You've decided to do a Guatapé tour. Now you need to decide where to book it. The same operator — sometimes the same exact tour — appears on GetYourGuide, Viator, at your hostel's tour desk, and on the operator's own website. The prices differ. The policies differ. Here's what matters.
Platform Comparison
| Feature | GetYourGuide | Viator | Direct / Hostel |
|---|---|---|---|
| Typical price | COP 140,000–250,000 | COP 130,000–240,000 | COP 120,000–220,000 |
| Free cancellation | 24 hrs (most tours) | 24 hrs (most tours) | Varies, often 48 hrs |
| Verified reviews | Yes (booking-verified) | Yes (booking-verified) | No / Google reviews |
| Payment | Card online | Card online | Card, cash, or transfer |
| Customer support | 24/7 platform support | 24/7 platform support | Operator WhatsApp |
| Price guarantee | Best price guarantee | Lowest price guarantee | No guarantee |
| Dispute resolution | Platform mediates | Platform mediates | Direct with operator |
The Price Difference Explained
Platforms charge operators a commission (typically 20–30% of the tour price). Operators factor this commission into their platform pricing, which is why the same tour sometimes costs COP 10,000–30,000 more on GetYourGuide or Viator than booking directly. The operator receives the same amount either way — the platform takes a cut from the listed price.
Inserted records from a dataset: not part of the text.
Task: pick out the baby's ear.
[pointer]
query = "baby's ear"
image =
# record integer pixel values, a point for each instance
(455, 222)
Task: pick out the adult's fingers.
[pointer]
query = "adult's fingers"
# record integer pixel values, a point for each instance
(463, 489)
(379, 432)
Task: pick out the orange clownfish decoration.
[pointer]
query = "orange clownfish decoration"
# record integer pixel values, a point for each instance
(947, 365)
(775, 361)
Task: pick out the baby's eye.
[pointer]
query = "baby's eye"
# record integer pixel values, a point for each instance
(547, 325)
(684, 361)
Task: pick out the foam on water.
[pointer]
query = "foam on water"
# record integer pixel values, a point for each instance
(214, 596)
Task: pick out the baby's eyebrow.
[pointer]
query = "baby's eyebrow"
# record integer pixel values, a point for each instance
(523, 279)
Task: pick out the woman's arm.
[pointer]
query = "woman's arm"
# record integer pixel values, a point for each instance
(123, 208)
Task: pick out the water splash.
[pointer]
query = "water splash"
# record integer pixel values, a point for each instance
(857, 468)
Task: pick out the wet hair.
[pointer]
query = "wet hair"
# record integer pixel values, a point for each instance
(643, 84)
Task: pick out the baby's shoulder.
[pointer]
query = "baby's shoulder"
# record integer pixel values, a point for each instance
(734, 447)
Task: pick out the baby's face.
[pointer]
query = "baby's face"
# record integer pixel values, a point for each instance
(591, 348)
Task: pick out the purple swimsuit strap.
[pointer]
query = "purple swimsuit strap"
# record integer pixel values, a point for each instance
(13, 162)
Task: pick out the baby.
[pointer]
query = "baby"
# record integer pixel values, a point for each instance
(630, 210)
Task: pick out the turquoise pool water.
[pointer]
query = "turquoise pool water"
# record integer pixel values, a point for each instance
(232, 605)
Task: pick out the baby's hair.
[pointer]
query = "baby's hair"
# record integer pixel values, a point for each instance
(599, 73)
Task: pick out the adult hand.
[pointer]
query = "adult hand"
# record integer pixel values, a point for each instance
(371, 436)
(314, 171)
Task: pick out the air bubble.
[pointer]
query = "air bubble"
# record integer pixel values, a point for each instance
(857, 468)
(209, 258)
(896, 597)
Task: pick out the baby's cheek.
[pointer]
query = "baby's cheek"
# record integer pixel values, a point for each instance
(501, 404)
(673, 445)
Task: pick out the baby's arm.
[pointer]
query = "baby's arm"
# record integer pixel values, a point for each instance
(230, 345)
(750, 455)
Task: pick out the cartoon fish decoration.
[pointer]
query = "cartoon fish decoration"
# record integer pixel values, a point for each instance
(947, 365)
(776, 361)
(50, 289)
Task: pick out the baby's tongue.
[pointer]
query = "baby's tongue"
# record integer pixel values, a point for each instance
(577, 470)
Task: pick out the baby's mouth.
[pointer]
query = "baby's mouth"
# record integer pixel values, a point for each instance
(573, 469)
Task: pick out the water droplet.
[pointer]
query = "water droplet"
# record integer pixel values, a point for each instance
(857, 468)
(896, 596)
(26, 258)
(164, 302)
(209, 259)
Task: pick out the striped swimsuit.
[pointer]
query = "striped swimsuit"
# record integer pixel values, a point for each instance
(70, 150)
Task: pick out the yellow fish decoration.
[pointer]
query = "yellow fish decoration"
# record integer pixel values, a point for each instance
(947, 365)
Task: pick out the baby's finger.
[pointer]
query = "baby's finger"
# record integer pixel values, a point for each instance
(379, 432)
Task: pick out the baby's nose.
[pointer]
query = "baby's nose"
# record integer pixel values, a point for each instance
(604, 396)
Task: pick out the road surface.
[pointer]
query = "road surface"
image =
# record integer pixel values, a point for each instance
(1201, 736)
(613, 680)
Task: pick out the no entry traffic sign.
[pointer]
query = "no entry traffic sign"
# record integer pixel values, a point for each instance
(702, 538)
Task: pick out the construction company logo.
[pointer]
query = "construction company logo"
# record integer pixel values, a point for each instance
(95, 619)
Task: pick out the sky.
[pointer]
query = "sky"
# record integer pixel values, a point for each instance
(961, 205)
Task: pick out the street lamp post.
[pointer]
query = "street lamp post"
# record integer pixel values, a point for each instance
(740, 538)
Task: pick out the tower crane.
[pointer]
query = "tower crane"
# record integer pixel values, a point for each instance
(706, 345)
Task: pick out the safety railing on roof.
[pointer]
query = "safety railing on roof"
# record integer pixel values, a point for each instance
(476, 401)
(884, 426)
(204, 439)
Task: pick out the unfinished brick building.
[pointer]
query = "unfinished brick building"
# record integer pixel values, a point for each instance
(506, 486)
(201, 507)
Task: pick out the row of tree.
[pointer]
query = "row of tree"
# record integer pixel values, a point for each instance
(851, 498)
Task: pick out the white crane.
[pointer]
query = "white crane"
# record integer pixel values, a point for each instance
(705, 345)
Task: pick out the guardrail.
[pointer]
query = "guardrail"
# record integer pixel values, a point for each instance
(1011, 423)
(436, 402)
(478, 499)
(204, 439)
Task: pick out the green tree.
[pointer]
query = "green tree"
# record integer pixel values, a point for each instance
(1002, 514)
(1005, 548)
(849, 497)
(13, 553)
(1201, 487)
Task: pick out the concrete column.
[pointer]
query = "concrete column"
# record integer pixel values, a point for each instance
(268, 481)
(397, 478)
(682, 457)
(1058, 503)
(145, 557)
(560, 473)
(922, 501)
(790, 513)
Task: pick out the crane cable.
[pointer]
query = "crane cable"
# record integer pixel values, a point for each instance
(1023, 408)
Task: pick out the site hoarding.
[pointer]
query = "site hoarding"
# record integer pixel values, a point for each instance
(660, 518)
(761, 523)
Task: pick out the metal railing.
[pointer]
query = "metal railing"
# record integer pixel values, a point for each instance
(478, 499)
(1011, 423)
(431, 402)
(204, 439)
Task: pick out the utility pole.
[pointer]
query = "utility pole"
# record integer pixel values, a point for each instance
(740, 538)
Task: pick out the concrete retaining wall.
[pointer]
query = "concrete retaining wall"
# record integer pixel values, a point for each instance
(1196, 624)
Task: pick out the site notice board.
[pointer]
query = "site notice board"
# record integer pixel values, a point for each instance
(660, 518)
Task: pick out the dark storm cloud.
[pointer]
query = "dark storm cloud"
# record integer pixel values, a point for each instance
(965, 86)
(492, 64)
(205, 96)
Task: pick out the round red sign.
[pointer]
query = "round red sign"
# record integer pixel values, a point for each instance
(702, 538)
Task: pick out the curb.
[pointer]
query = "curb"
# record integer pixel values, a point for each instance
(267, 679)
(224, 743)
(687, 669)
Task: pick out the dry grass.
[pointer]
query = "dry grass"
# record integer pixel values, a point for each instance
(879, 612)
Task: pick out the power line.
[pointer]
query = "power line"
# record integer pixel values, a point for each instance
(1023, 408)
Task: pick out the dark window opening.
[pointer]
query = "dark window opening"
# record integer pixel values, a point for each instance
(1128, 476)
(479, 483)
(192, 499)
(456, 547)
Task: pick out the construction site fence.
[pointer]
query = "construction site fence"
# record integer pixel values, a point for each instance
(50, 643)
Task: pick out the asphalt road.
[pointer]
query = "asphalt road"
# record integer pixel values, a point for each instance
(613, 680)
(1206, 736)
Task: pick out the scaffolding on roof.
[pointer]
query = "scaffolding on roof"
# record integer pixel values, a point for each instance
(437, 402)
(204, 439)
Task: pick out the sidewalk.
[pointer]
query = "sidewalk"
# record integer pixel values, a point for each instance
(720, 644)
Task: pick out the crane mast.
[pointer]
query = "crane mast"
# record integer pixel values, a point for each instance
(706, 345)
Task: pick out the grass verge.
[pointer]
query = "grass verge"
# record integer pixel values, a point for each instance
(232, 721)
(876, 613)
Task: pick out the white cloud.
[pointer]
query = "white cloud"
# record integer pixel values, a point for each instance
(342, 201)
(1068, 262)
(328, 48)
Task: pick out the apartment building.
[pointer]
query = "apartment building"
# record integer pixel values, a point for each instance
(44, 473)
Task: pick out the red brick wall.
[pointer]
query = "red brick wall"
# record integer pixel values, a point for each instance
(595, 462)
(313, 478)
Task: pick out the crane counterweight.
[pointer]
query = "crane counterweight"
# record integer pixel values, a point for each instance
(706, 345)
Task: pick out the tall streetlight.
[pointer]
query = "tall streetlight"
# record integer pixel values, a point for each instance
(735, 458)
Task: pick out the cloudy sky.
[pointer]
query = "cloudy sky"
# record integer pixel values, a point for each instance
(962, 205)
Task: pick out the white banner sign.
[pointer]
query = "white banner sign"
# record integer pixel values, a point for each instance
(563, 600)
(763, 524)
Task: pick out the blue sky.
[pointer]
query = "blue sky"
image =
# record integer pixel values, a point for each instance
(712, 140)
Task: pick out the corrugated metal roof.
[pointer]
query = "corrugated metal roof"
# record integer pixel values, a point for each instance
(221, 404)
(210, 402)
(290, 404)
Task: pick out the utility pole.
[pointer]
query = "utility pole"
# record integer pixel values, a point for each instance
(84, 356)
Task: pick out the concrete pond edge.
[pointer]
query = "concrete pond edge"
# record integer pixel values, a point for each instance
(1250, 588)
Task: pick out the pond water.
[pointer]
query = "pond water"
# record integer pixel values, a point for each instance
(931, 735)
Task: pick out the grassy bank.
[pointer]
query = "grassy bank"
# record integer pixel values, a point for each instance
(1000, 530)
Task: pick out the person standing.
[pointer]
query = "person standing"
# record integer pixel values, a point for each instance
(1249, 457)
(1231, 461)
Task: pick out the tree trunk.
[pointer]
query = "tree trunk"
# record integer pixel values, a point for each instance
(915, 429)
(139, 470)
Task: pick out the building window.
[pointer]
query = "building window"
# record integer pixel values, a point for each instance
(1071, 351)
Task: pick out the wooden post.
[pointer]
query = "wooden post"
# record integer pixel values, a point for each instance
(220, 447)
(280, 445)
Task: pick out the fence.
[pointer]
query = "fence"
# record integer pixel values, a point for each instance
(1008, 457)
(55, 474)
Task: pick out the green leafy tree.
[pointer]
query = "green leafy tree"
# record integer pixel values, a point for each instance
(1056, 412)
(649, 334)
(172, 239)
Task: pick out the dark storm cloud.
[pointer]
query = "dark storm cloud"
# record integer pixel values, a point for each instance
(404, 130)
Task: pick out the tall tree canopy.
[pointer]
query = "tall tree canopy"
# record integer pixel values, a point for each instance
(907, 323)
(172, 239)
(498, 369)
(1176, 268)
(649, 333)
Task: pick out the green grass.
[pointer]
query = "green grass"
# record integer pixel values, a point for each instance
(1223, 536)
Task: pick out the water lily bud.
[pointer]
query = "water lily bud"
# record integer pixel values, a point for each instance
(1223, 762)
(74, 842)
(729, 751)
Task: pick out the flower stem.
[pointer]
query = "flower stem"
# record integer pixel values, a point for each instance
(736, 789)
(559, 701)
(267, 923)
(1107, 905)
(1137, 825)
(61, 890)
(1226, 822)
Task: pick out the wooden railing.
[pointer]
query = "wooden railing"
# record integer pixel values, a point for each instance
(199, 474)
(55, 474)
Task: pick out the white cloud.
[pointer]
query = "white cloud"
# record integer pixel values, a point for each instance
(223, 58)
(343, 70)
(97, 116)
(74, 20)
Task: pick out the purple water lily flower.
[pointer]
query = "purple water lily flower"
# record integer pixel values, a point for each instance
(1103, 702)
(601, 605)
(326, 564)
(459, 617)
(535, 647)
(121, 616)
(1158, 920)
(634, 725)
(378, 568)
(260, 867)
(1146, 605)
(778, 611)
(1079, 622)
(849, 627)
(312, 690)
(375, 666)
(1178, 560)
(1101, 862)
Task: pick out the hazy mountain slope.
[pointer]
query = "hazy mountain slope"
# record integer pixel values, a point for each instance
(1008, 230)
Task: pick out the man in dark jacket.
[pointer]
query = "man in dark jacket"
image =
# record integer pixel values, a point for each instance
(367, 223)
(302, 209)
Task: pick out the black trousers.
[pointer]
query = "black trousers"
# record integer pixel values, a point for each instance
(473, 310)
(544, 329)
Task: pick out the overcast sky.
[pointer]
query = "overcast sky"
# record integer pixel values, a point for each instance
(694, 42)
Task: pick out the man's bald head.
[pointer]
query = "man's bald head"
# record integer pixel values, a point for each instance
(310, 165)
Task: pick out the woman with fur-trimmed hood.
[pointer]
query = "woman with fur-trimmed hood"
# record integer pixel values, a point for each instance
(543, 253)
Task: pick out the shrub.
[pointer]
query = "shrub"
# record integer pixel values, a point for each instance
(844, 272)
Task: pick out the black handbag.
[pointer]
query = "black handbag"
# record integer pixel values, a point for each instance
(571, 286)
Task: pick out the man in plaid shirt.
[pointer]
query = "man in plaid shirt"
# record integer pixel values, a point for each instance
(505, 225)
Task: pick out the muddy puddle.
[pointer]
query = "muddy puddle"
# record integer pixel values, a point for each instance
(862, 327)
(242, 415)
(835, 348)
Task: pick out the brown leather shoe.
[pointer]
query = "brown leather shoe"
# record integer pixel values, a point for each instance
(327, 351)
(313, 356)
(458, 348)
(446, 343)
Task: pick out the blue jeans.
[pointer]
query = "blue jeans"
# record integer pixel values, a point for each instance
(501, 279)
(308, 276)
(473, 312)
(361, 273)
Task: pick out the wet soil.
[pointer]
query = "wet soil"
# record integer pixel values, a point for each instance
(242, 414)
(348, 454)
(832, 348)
However, direct booking isn't automatically cheaper. Some operators keep platform pricing consistent across all channels. Others offer a genuine discount for direct bookings. And some inflate their direct price to match platforms, pocketing the commission savings themselves. Compare before assuming direct is cheaper.
When to Book on a Platform
Platforms like GetYourGuide and Viator earn their commission by providing services that direct booking doesn't: verified reviews from confirmed travelers (not fake reviews), free cancellation up to 24 hours before the tour, customer support if something goes wrong, credit card chargeback protection, and a dispute resolution process if the tour doesn't match the listing.
Book on a platform when you've never used the operator before and need review verification, when you want free cancellation flexibility, when you're paying with a credit card and want payment protection, or when you arrive in Medellín and need to book something reliable quickly.
When to Book Direct
Book directly with the operator when you've used them before or they come personally recommended, when you want a custom itinerary or special request that platforms don't support, when you want to negotiate price (especially for groups or multi-day bookings), or when you want to support the local operator directly without platform commission.
Direct booking usually happens via WhatsApp in Colombia. Send a message, describe what you want, get a quote, and confirm with a deposit (usually 50% via bank transfer or PayPal). The communication style is informal and responsive — Colombian tour operators are generally excellent at WhatsApp customer service.
GetYourGuide vs Viator: Which Platform?
Both are legitimate and well-established. The practical differences are minor. GetYourGuide tends to have a slightly more curated selection with higher average quality (they're stricter about which operators they list). Viator has a larger total inventory, including more niche and budget options. Review quality is comparable on both platforms.
For Guatapé specifically, most of the top-rated tours appear on both platforms at similar prices. If one platform has a tour you like with better reviews, better pricing, or a more flexible cancellation policy — book there. Don't overthink the platform choice.
The Hostel Tour Desk
Worth mentioning separately: many Medellín hostels operate their own tour desks or partner with specific operators. The price is usually competitive (COP 120,000–180,000), booking is instant (you're standing right there), and the tour demographics match the hostel's guest profile (fellow travelers, similar age/budget range).
The downside: no verified review history, no free cancellation, and no platform to mediate if something goes wrong. You're trusting the hostel's recommendation. For well-established hostels with good reputations, this is a perfectly fine way to book.